Additive manufacturing has been identified as an emergent need for the Navy. The technological capability is an alternative to existing manufacturing technologies based on casting, forging, and machining. Many view it as a critical means of providing rapid prototyping, dimensional restoration, and in-service replacement of legacy components (some of which have no remaining manufacturer).
“The research that the University of Virginia is conducting is an important examination of the microstructure and mechanical properties of alloys relevant to the Navy produced by state of the art additive manufacturing techniques,” said Ricky Moore, an NSWCDD engineer and mentor to the students. “Understanding these properties is paramount as the Navy begins to design, develop, produce, and field components and systems produced with additive manufacturing to improve performance and availability of systems in the Fleet. Without it, much of the promise of additive manufacturing will be out of reach."

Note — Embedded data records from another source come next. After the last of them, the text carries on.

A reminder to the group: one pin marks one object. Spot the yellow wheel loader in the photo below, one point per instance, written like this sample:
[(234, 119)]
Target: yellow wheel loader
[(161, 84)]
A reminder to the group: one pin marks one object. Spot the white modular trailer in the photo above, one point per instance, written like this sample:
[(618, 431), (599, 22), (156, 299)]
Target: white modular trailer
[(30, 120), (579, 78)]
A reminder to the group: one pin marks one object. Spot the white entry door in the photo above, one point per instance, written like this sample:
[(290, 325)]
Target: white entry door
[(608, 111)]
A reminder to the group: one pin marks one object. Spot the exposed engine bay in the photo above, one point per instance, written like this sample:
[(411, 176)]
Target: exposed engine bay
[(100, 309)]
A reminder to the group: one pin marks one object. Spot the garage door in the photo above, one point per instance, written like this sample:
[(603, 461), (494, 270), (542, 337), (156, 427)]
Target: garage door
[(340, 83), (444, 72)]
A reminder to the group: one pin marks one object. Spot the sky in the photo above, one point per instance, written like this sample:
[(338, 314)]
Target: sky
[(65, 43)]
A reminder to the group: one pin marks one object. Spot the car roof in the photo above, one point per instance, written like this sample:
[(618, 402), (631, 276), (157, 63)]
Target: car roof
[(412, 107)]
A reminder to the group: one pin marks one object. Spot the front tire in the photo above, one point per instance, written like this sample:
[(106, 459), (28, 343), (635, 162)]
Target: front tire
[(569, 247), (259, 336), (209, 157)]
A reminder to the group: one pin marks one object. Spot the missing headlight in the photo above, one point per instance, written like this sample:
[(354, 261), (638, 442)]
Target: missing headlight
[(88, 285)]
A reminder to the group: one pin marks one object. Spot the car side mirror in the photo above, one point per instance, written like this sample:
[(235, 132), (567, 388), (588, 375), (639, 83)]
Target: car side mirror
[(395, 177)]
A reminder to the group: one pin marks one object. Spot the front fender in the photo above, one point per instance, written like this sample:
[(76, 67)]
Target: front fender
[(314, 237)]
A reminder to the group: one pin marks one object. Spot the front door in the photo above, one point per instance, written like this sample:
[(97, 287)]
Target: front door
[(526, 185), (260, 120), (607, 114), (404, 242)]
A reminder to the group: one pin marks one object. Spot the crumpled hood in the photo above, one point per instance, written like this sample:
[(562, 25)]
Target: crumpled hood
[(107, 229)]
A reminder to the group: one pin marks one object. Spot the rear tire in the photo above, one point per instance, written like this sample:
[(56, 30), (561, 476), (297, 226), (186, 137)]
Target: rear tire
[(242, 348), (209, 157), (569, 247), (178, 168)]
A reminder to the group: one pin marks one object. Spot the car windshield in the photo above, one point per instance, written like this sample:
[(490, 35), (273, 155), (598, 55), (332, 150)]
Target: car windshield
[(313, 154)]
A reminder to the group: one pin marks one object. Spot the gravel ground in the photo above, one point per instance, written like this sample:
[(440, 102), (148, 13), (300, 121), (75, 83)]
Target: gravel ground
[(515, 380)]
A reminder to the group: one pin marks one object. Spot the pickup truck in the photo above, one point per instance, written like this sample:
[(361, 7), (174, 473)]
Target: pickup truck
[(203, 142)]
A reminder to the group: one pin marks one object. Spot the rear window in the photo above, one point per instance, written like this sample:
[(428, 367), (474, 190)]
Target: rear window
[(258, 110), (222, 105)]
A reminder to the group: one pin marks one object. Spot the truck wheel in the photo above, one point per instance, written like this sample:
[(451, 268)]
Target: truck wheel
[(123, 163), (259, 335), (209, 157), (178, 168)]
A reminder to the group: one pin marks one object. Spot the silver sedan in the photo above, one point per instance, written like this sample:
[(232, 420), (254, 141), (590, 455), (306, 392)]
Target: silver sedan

The objective of the NSWCDD-University of Virginia project is to develop quantitative connections among materials process parameters, microstructure, and properties. This is a necessary step toward qualification of additively manufactured parts for use in critical load-bearing components.
“The Navy provides guidance to academia, and is, in turn, the recipient of focused, relevant technical contributions to the work we accomplish in support of our warfighters,” said Newman. “The students gain perspective about the context of the research they conduct, and obtain insight into Warfare Center science and technology activities and employment opportunities. Overall, NEEC is an invaluable program and has resulted in an overwhelmingly positive experience for NSWCDD and University of Virginia participants.”
The proposed effort will utilize the extensive and state-of-the-art materials heat treatment, characterization, testing, and analysis capabilities at the University of Virginia and leverage the additive manufacturing capabilities at NSWCDD.
"Our collaboration has opened the door to the fascinating world of additive manufacturing of metals,” said University of Virginia professor Dr. Sean Agnew. “The results we have been able to collect in this study have confirmed that the combined mechanical properties – the strength and ductility of 3D printed 316L stainless steel – can be far superior to incumbent wrought processed material. Not only did we confirm these properties, we also were able to develop structure-property relationships to establish the origin of the enhanced strength. Surprisingly, a higher number of defects in the microstructure actually impart improved properties. The fact that the ductility remains high is still surprising and will serve as the basis for future research. We have been able to parlay this initial experience to build a broader network of collaborators that spans research institutes across the United States and Australia."